I also question the allegation that Swartz did all this stuff with the intent to upload all the articles to filesharing sites. He may just have been doing it to see if he could. (Weirdly, he used the guest access at MIT even though he had full access to JSTOR at the time through his fellowship at Harvard.) I don’t know all that much about the guy, but he sounds pretty smart, and I’m fairly sure he would recognize the quite different legal and ethical implications of redistributing works under copyright versus redistributing limited-access public domain materials, as he did in some earlier projects. He really did work on an article doing textual analysis on a large body of scholarly articles, though it’s unclear whether those articles were obtained from the JSTOR scraping. (Although even if his intent really was just to analyze the articles, it’s also unclear whether making whole copies of massive numbers of texts for scholarly analysis without permission, even via unquestionably authorized access, is a fair use under copyright law.)
3. “It’s like he’s being prosecuted for checking out too many books!”
The copying he allegedly did is very little like checking out a large quantity of books (which, incidentally, is totally legit under copyright’s “first sale” doctrine (17 U.S.C. § 109), but may be limited by library policies.) It’s much more like photocopying large quantities of journal articles. And, as I said above, the copying is only tangentially related to the charges (in that that is how he allegedly violated the terms of service of JSTOR.)
Maybe a better comparison story would be this: someone goes to an open-to-the-public library, and starts taking lots of journals off the shelves and photocopying them. The library staff asks this Someone to stop, because he’s making it hard for the other patrons to use the journals, and because he’s copying in such volume that they have some copyright concerns (yeah, yeah, I don’t want libraries to be the copyright police. But the 17 U.S.C. § 108 limitations on libraries’ liability for patron copying don’t really protect libraries from known large-scale questionable use of their resources, and we’re talking some pretty darn large-scale photocopying.) Someone persists in the copying, so much so that the journals are all unusably out of order (JSTOR’s servers allegedly overloaded), the copiers break (MIT’s network allegedly got stressed), and the journal distributors even refuse to deliver new issues until the library does more to stop this Someone’s copying (JSTOR turned off service to the whole MIT campus for multiple days, eventually.) Nevertheless, this Someone still wants to copy, so he breaks in to the library at night to continue going about his business. And no one sues him for copyright infringement, and the distributors and the library let things drop when he finally knocks it off. But the prosecutors step in and bring charges against him for messing up the journals, breaking the copiers, and breaking in to the library.
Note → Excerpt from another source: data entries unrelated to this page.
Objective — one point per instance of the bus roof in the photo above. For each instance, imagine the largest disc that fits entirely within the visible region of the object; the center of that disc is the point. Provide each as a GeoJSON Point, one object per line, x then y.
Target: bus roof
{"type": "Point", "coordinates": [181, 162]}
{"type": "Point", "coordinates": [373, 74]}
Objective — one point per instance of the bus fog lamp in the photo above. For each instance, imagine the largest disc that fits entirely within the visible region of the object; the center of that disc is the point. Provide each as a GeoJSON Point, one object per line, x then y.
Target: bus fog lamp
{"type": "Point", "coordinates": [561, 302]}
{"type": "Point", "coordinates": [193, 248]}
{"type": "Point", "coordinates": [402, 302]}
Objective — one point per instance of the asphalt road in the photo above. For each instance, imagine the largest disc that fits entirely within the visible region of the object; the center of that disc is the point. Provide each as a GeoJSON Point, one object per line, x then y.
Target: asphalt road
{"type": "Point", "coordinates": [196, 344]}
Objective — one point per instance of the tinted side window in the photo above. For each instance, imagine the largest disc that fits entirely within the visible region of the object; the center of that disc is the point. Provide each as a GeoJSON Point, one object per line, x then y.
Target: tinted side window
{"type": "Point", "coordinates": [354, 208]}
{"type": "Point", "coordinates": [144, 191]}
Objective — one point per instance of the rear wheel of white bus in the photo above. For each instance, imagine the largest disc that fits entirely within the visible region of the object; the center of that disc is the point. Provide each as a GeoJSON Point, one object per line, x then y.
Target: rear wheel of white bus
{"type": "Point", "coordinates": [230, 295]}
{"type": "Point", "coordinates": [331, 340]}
In that story, it’s still kinda questionable whether criminal charges (and certainly, whether 35 years potential imprisonment) are appropriate. But I think it’s a lot clearer that Someone was doing some pretty questionable things. And maybe thinking about it that way, we can move past “Jail? For downloading too many articles???” and start figuring out what we as individuals and as an international community of scholars can do to open things up so similarly problematic access situations are unimaginable 50 years from now.